Руки Аниты были узкие и с выпуклостями. Кончики пальцев мягко заострены, и она играла ими на коленях, как на невидимой клавиатуре.
Альвар посмотрел на свои руки. Они тоже начали играть: левая рука зажимала невидимые гитарные струны и брала аккорды, которые никто не слышал. И если Эрлинг и его напарник были видимым дуэтом, то он и Анита – невидимым.
Единственное, намекавшее на то, что прошло уже много времени, – это щель между занавесками, висящими на окне. Там была тьма, которая постепенно окутывала их. К тому времени Эрлинг уже сыграл «Летнюю пору», «У меня есть ритм» и другие вещи, которые Альвар никогда не слышал прежде.
Время как будто утратило свой контроль над жизнью, и теперь было уже так поздно, что придется возвращаться на Торсгатан бегом и по дороге придумать подходящую ложь, ведь это был его первый день у тетушки Хильды. Он был искренне расстроен, потому что ему было пора уходить. Но, к его радости, Анита тоже засобиралась.

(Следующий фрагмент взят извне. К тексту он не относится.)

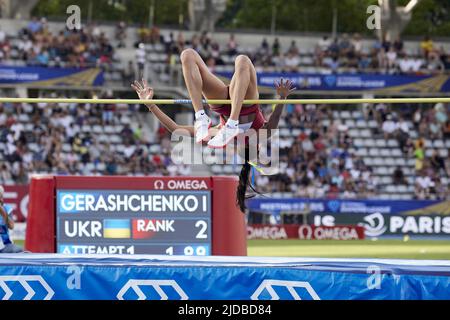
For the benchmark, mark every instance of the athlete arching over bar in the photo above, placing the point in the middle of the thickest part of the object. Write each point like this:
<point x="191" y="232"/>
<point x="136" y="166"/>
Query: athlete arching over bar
<point x="235" y="119"/>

– О боже! – воскликнула она, торопливо собирая свои вещи. Как будто была обычным человеком, а не богиней.
Они неслись по улицам Стокгольма. Альвар на своих длинных ногах – как отважная долгоножка, Анита – как яркая бабочка в шарфе и пальто. В ее глазах плясали смешливые искорки, но когда она взглянула на уличные часы, в глазах мелькнул страх.
Увидев трамвай, она запрыгнула в него и ободряюще посмотрела на Альвара.
– Ты можешь добраться на нем до Центрального вокзала, – сказала она, запыхавшись.
Скажи она, что трамвай идет в Германию, Альвар все равно бы не раздумывал. Не имея денег на билет, он стоял рядом с ней среди других стокгольмцев.
– Хассе Кан[16] играет в «Налене» в субботу, – прошептала она ему на ухо. – Придешь?
Он мог только кивнуть. Чтобы заверить ее, он сделал это дважды, второй раз более четко. Она засмеялась.
– Это будет замечательно! Тебе здесь выходить. Васастан – туда.
Альвар вышел, смутно представляя, куда указала Анита. Он все еще чувствовал ее дыхание. Все было именно так, как он думал: Стокгольм был полон чудес. Во-первых, кондуктор трамвая не подловил его. Во-вторых, он все еще держал упаковку с двумястами пятьюдесятью граммами кофе, которые должны были утешить тетушку Хильду, а потому она не станет писать матери ничего дурного. Теперь остается узнать, что из себя представляет «Нален».
16
Кан, Ханс Оке («Хассе») (1923–?) – шведский композитор и джазовый музыкант. Он снялся в фильме «Любовь, солнце и песни» (1948) и написал «Блюз кузнечиков», который нравится Стеффи.